Carrie Faery's Story

🌷 Ashes, and Then Light

 

After my divorce, I told myself I was done with love. I had my two beautiful kids and a long list of reasons to focus only on them. My ex-husband’s drinking and addictions had left deep scars, and all I wanted was peace.

Then one night, out of boredom and maybe a flicker of hope, I downloaded a dating app. His profile said he wanted “a woman who’s smart and can spell words like definitely.”

Challenge accepted.

I wrote the first message:

“Hi. I’m dephanantely interested.”

He laughed—and somehow, that typo started a story.

He was funny, handsome, and attentive—the kind of guy who texted “Good morning, beautiful” before I’d even found my coffee. After years of walking on eggshells, that simple attention felt like magic.

He didn’t send flowers or sweep me off my feet, but he made me feel seen.
We took a small beach trip, shared stories, and for a moment I thought maybe this was what calm love looked like. Looking back now, I can’t believe I didn’t expect—or even need—more. I was just starved for gentleness.

Before long, he was spending most nights at my house “just until he got on his feet.” He talked about starting a pawn-shop business with a friend, and I believed we were both rebuilding.

But love built on comfort instead of compatibility doesn’t stay comfortable for long. He grew distant, moving through the house like a ghost—depressed, avoidant, impossible to reach.

Right before Spring Break 2018, I asked him to take me out to dinner, just to reconnect. Instead, he picked a fight so fierce it stunned me.
I had already arranged for my kids to stay with their dad and grandparents so we could spend time together, and instead he packed his bags and went to Palm Beach with his friends—leaving me alone in a house that suddenly felt too quiet.

From Palm Beach he called to say it was over.
It hurt. But a few months later he came back, full of apologies and “I can’t live without you.”
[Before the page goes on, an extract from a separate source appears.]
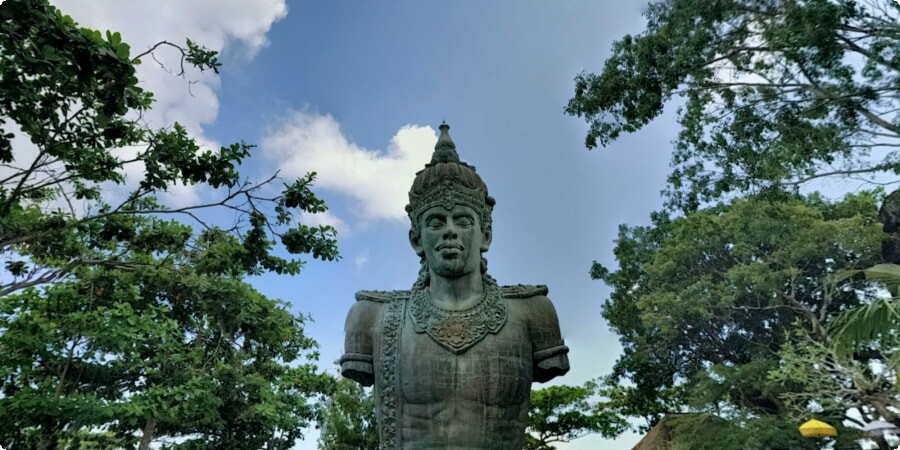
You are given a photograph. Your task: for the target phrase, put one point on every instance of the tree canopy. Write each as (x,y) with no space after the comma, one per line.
(565,413)
(711,309)
(126,321)
(775,92)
We tried again. For a while it was better—until it wasn’t. The same patterns returned, and by 2020, just three weeks before the accident, we ended things for good.

And then everything changed.

A few weeks later, my kids were in a car accident with their father. He’d been drinking. My daughter Laura Fae, just six years old, died on impact. Her cousin—born the same day as Laura—survived with a broken back and neck. My son made it, though with a traumatic brain injury that turned our world upside down.
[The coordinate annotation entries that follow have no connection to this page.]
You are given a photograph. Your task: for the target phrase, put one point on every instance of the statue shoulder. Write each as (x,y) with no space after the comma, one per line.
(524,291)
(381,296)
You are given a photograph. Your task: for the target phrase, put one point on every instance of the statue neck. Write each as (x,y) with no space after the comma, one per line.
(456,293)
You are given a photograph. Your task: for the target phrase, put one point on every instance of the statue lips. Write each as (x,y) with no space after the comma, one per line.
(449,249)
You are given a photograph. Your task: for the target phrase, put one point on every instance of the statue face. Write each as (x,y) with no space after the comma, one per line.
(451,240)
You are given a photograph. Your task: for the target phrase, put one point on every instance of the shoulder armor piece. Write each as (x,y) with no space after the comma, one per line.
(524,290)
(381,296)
The sushi guy came to the hospital. He cried with me, held my hand, and made promises I needed to believe in that moment. Maybe he meant them; maybe trauma made us both reach for something that felt safe. For a while, his presence was the only thing that quieted the ache.

But life has a way of spinning its own kind of magic.

Exactly one year later—on the same date I lost Laura—I gave birth to Ellie. She is autistic, radiant, and full of light. She doesn’t speak yet, but when she laughs… it’s Laura’s laugh—the same bubbling joy that used to fill our home.

Sometimes she flaps her hands when she’s happy, and I swear it’s like she’s waving between worlds, carrying pieces of her sister’s spirit with her. I can’t explain it, and I don’t need to. Love never really leaves; it finds new ways to speak, even without words.

My son is doing amazing now—strong, funny, and the best big brother to Ellie. Together, they’ve rebuilt my heart in ways I never thought possible.

I don’t think the sushi guy was my prince because he recently left me. He was just the nearest person when my castle caught fire. And for a moment, I mistook the smoke for magic.
But maybe the real magic came later—through the little girl with her sister’s laugh who reminds me that even the deepest loss can echo with love.

🕯️ Moral of the Story:
Some endings are really beginnings in disguise.